Interest and penalty rates are set by law (RCW 84.56.020). Payments made without the appropriate interest and penalty will be returned for the correct amount. There is no "good cause" statute that allows the waiving of interest and penalties except in the circumstance of the county making an error when the tax account originated (the source document for proof is the real estate tax affidavit), or in case of hardship caused by death of the taxpayer´s spouse, or taxpayer´s parent-owned property, if the Treasurer is notified within sixty (60) days of the tax due date (copy of death certificate required). (RCW 84.56.025)

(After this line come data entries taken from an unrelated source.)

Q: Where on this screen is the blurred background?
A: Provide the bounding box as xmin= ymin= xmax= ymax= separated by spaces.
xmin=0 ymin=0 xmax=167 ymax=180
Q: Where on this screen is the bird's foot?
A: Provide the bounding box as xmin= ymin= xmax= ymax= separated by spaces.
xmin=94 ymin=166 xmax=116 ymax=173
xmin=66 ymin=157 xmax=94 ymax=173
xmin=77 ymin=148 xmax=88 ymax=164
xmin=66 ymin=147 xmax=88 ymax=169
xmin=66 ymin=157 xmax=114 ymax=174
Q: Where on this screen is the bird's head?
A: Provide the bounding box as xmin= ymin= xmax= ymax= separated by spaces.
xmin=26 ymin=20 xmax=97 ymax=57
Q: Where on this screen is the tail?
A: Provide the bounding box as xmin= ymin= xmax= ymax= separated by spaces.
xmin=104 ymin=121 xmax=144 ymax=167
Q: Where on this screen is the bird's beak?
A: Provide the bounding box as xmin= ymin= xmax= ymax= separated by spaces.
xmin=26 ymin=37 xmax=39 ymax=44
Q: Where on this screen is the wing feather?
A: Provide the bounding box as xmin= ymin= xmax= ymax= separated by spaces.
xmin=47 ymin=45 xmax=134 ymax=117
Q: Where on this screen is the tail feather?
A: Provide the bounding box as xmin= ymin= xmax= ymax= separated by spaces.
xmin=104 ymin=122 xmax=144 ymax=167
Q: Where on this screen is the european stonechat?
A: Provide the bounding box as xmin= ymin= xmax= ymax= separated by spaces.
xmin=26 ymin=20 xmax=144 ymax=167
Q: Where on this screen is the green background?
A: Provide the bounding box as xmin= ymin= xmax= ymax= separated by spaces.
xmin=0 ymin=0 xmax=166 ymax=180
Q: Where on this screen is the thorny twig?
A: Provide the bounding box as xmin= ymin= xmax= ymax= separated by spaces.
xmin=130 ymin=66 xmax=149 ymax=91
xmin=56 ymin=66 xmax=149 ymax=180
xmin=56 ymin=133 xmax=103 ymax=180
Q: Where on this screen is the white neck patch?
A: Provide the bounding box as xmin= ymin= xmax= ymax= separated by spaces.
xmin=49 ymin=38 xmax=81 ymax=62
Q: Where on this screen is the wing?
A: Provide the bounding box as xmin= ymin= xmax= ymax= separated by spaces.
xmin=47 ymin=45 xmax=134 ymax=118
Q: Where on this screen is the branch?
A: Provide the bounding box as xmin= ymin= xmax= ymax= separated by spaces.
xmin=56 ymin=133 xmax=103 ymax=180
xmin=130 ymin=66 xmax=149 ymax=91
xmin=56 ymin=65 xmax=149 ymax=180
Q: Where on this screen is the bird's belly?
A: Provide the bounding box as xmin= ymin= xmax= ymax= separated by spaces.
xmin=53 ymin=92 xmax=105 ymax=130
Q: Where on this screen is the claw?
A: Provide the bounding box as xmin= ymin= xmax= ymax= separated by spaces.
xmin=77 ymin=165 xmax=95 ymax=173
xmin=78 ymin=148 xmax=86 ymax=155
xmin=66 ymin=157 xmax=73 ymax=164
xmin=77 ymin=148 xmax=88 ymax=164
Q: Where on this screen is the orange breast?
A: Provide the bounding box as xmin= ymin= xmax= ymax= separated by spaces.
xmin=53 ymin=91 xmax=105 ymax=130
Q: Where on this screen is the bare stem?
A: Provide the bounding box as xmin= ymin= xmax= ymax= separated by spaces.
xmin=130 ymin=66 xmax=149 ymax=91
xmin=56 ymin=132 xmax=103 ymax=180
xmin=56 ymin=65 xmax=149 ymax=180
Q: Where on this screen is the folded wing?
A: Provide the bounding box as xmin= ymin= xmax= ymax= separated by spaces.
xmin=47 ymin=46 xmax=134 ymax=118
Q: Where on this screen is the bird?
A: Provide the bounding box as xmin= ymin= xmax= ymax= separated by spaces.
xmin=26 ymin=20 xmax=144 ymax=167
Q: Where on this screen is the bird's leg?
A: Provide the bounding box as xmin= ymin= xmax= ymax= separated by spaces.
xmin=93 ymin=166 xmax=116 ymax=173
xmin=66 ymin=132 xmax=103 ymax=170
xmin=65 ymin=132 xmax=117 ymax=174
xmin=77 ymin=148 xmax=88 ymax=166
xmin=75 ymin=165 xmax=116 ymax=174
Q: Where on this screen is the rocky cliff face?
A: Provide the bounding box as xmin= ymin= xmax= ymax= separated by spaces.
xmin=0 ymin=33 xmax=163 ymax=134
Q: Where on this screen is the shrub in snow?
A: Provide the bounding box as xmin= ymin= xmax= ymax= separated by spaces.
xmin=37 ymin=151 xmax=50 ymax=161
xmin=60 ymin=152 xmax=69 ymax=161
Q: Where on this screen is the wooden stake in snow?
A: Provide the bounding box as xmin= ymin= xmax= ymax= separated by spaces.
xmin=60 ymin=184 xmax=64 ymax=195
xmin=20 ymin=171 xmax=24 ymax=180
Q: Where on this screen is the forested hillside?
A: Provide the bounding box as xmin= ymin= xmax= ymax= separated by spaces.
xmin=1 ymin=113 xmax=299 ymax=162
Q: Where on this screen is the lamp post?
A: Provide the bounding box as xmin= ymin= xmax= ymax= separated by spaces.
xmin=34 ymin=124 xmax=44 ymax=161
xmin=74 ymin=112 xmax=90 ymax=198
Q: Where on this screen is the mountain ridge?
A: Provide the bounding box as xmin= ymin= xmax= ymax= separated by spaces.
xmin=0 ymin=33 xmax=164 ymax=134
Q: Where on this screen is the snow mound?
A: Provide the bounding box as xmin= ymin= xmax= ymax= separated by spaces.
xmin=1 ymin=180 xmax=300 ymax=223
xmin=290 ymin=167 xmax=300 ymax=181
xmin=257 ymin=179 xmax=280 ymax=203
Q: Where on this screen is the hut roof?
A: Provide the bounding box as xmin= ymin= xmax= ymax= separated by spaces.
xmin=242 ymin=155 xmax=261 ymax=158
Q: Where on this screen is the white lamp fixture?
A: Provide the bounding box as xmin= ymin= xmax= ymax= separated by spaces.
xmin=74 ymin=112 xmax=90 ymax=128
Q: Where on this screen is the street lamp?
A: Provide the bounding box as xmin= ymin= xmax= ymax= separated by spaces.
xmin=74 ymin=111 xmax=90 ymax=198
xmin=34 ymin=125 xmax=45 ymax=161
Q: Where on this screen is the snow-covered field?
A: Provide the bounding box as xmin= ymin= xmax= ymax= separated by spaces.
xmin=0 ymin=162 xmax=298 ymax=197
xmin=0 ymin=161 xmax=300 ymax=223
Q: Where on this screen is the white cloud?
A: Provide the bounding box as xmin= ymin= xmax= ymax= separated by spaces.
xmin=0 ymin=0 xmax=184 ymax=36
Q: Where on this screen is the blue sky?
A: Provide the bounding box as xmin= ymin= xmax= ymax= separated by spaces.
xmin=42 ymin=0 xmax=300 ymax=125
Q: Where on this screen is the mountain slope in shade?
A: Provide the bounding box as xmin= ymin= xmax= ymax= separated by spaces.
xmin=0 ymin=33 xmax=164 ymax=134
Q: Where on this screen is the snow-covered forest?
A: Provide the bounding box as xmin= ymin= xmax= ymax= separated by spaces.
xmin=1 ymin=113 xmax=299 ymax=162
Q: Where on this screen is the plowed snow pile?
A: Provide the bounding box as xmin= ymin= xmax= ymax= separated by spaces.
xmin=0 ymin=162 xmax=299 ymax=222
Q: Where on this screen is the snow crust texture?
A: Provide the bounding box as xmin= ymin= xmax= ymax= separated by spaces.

When You Don't Have a Statement

Failure to receive a tax statement does not relieve you of the responsibility for your tax payments. The fact that you did not receive a statement is not grounds for a waiver of interest and penalties. Contact the Treasurer's Office for replacement statements or tax amounts due. Or, view your property information online.

Paying Taxes Under Protest

Taxpayers are required to take the following actions at the time you pay the property tax in order to petition your case with the Superior Court: (1) present a separate written protest to the County Treasurer at the time of payment of the tax; and (2) list in writing all the reasons why you feel the tax is unlawful or unfair. You may also file a petition contesting your valuation with the County Board of Equalization. For additional information regarding appealing your property valuation to the Board of Equalization, please see Appealing Your Property Tax.

The County Treasurer cannot provide you with any form of legal advice. The responsibilities of the Treasurer are limited to accepting the petition and notifying the impacted taxing districts. You may want to consult an attorney before submitting your letter of protest. The law has very strict requirements and you may jeopardize your case if the letter of protest is incomplete.